Jean d’Amérique : pulvériser par la lumière

Un coup de cœur du Carnet

Jean D’AMÉRIQUE, Soleil à coudre, Actes Sud, 2021, 134 p., 15 € / ePub : 10.99 €, ISBN : 978-2-330-14889-8

jean d'amerique soleil a coudre« Des lueurs corrosives emprisonnent les bords de ma vie, me rongent jusque dans les profondeurs. Peau livrée au chant des épines, je suis comme enfouie dans un immense labyrinthe et ne sais d’où viendra enfin une brèche pour m’esquisser un horizon. »

Motus et bouche cousue, Tête Fêlée est amoureuse de sa camarade de classe, Silence. Si pour Tête Fêlée et pour Silence cet amour est aussi secret qu’évident, le monde autour l’est beaucoup moins – et c’est avec lui qu’il s’agit de tenter d’en découdre. Le monde autour est peuplé de violence – Beretta dégainés dès la naissance, litres de rhum ou de bières enfilés à la chaîne pour supporter les coups du destin et les frappes de l’autre, liquidations permanentes des êtres et exploitation de la misère de toutes les possibles manières –, violence généralisée que figure, dans Soleil à coudre, le lieu d’un bidonville haïtien baptisé « Cité de Dieu ».

Il faut dealer dans ce « quartier pourri » avec « Papa » et l’« Ange du Métal », supporter l’instruction au « Crédule Séminaire Sainte Faciale », subir les assauts du « Seigneur des Entrecuisses », voir le « Politicien dont le cul est fabriqué pour toutes les chaises » écouler la verge de son petit pouvoir dans les fesses de sa mère, « Fleur d’Orange ».

C’est là où la langue, pour Tête Fêlée qui recommence et recommence une lettre qu’elle veut adresser à la fille dont elle est amoureuse où elle tente de « coudre un horizon à l’image de son vœu pour Silence », devient résistance. C’est là où la langue, à travers l’écriture de Jean d’Amérique, s’alternant rythmiquement entre phases du soleil et de la lune, s’affirme pleine puissance pour contrer les atrocités, tenter d’abolir les frontières et les départs croisés.

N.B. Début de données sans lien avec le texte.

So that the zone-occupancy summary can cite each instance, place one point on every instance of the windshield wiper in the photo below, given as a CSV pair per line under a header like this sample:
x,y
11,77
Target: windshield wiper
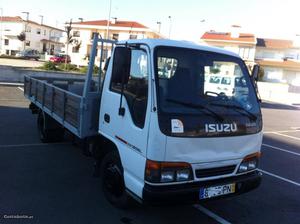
x,y
198,106
238,109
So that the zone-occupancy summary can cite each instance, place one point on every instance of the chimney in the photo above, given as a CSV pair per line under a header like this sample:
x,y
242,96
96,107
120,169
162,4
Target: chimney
x,y
114,20
296,41
235,31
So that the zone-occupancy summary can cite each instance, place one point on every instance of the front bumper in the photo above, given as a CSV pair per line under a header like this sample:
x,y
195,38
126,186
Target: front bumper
x,y
189,193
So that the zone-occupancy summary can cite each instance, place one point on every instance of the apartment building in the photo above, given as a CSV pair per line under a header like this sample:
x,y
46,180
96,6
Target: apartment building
x,y
82,33
39,37
243,44
280,60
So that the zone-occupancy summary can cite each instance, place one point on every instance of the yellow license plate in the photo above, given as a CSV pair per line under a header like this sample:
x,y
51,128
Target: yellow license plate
x,y
216,191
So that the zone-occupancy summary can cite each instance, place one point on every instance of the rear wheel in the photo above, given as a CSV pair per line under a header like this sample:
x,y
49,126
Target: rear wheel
x,y
112,178
48,129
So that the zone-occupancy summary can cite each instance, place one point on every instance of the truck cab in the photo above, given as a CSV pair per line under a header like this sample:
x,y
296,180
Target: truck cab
x,y
174,137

Et, dans Soleil à coudre, c’est là où la langue se scande à la mesure exacte de l’amour. Chaque phrase de ce roman est taillée dans une langue rouge amoureuse d’où sourdent des cris à même de pulvériser le son des carabines et des gaz lacrymo. Impossible d’en sortir indemne car, au bout de chaque phrase, se trouvent l’abîme, une lettre et la vie.

Presque conjointement à son recueil poétique Atelier du silence (Cheyne éditeur, 2020) et à sa pièce théâtre Cathédrale des cochons (Éditions Théâtrales, 2020), ce roman parachève la révélation de la voix de Jean d’Amérique. Cette voix a émergé au travers des recueils Petite fleur du ghetto (initialement paru à l’Atelier Jeudi Soir en 2015, puis reparu aux éditions Maelström en 2019) et Nul chemin dans la peau que saignante étreinte (Cheyne éditeur, 2017). Loin de mettre un terme définitif à son éclosion, Soleil à coudre de Jean d’Amérique imprime la marque d’une véritable vocation, d’une voix terriblement singulière qui, à n’en pas douter, révélera toujours de puissantes corolles.